The most dangerous agent failures aren't the ones that throw errors. They're the ones that look fine on dashboards: an agent that confirms an order modification it never executed, another that skips an approval step while dashboards show a 99% success rate. AWS just shipped a set of capabilities on Bedrock AgentCore that turn production traces into a continuous improvement loop, closing the gap between a capable model and an agent that actually delivers in production.
Three Layers of Knowledge: Organizational, Web, and Paid
Your most valuable information sits in SharePoint, Google Drive, Confluence, and S3. Getting an agent to answer a basic question about your own business has traditionally meant months of building custom ingestion pipelines. Bedrock Managed Knowledge Base, now available on AgentCore, replaces that work with an agentic retriever that plans queries across knowledge bases, connects related concepts across documents, and re-ranks before answering. For complex multi-part queries, agentic retrieval surfaced noticeably broader and more complete coverage than basic RAG. No pipeline to build, no retrieval to tune.
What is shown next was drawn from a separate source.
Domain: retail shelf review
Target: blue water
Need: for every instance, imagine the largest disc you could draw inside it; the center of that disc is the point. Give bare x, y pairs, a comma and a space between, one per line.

Internal knowledge has gaps. Regulations change, markets shift. Web Search, a new tool on AgentCore, provides information from the live web while keeping queries within your AWS security boundary. It uses Amazon's search infrastructure (the same that powers Alexa+) and combines public web results with Amazon's proprietary knowledge graph for structured entity data and real-time info like stock prices. Your agent can now reason over the live web the same way it queries internal docs, with no extra vendor to onboard.
The best information isn't always free. AgentCore payments (in preview) lets agents discover and pay for services and content within their execution loop. WAF AI traffic monetization (generally available) lets providers control agent access: block, allow, or get paid. Both run on the same platform, so providers using WAF automatically recognize verified agents. Together they build infrastructure for both sides of the agent economy.
Optimization: From Guesswork to Data-Driven Fixes
Silent failures are the norm, not the exception. AgentCore now provides failure insights that discover recurring patterns (including the quiet ones with no error signal), explain root causes, and rank by impact. Intent insights cluster what users are actually trying to do. Trajectory insights show common paths and outliers. You can run these across hundreds of sessions in minutes or enable continuous monitoring.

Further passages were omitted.